Abstract:
Disclosed is an air conditioner includes a cabinet that is configured to mount on an indoor ceiling. The air conditioner also include a front panel that is coupled to the cabinet and having an air inlet and outlet. The air conditioner further include a suction panel that is coupled to the front panel and configured to move between an open positione in which air is able to circulate through the air conditioner and a closed position in which air is blocked from circulating through the air conditioner. The air conditioner further include a sensor unit that is mounted on the suction panel, that is configured to move together with the suction panel and that is configured to detect a position of a person in the indoor place. In addition, the air conditioner also include a controller adjusting a direction of air flow from the outlet based on the deteded position of the person.

Description:
CROSS-REFERENCE TO RELATED APPLICATIONS 
     The present application claims the benefits of priority to Korean Patent Application No. 10-2009-0001983 (filed on Jan. 9, 2009), which is herein incorporated by reference in its entirety. 
     FIELD 
     The present invention relates to an air conditioner. 
     BACKGROUND 
     Generally, an air conditioner, which is an apparatus for heating or cooling air using a refrigerant cycle, is sorted into a household air conditioner and an industrial air conditioner. 
     The household air conditioner may include a separate type air conditioner in that an indoor unit and an outdoor unit are separated and an integrated type air conditioner in that an indoor unit and an outdoor unit are combined. The indoor unit of the separate type air condition can be sorted into a wall mounted type indoor unit that is mounted on a wall, a standing type indoor unit that stands on a bottom part, and a ceiling type (or cassette type) indoor unit that is mounted on a ceiling. 

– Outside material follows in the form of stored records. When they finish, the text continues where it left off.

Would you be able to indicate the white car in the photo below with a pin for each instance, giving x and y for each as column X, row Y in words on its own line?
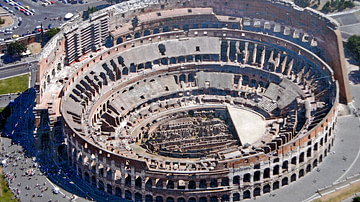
column 56, row 190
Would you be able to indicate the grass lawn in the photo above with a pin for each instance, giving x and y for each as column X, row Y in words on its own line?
column 5, row 193
column 14, row 84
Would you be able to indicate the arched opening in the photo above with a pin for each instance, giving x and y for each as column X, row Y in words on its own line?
column 285, row 165
column 276, row 170
column 203, row 199
column 256, row 176
column 301, row 158
column 247, row 194
column 87, row 177
column 266, row 188
column 202, row 184
column 308, row 153
column 253, row 83
column 128, row 195
column 101, row 185
column 315, row 146
column 182, row 78
column 192, row 199
column 314, row 163
column 236, row 180
column 301, row 173
column 247, row 177
column 213, row 199
column 159, row 184
column 159, row 199
column 109, row 188
column 236, row 197
column 137, row 35
column 276, row 185
column 225, row 181
column 147, row 32
column 172, row 60
column 213, row 183
column 138, row 182
column 93, row 181
column 148, row 198
column 138, row 197
column 225, row 198
column 284, row 181
column 308, row 168
column 191, row 77
column 119, row 40
column 266, row 173
column 128, row 181
column 148, row 184
column 257, row 192
column 118, row 191
column 170, row 199
column 170, row 185
column 192, row 185
column 181, row 200
column 125, row 71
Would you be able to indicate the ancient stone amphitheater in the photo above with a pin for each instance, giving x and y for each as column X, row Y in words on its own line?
column 193, row 100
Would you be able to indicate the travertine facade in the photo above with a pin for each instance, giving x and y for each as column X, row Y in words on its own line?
column 144, row 119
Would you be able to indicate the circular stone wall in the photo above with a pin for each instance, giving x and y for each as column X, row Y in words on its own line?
column 195, row 98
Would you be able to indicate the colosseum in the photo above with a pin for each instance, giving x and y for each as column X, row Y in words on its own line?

     A structure where an Infra-Red (IR) sensor or a Pyroelectric Infra-Red (PIR) sensor, etc., is mounted on one side of the indoor to concentratedly supply cool air or warm air to a spot of the space in which indoor resident is positioned has been disclosed. 
     SUMMARY 
     In one aspect, an air conditioner includes a cabinet configured to mount on an indoor ceiling. The air conditioner also includes a front panel coupled to the cabinet and having an air inlet and outlet. The air conditioner further includes a suction panel coupled to the front panel and configured to move between an open positione in which air is able to circulate through the air conditioner and a closed position in which air is blocked from circulating through the air conditioner. The air conditioner further includes a sensor unit that is mounted on the suction panel, that is configured to move together with the suction panel and that is configured to detect a position of a person in the indoor place. In addition, a controller configured to adjust a direction of air flow from the outlet based on the deteded position of the person. 
     Implementations may include one or more of the following features. For example, the sensor unit is mounted on an edge part of the suction panel. The sensor unit is mounted on a central part of the suction panel. 
     In some implementations, The sensor unit includes a sensing element configured to rotate forward or reversely in response to a driving signal generated by a driving motor. The sensor unit also includes a sensor cover configured to cover the sensing element. The sensor cover is defined in a cylindrical shape or its bottom part has a convexly curved shape. The sensor cover is defined as an opaque body or material. 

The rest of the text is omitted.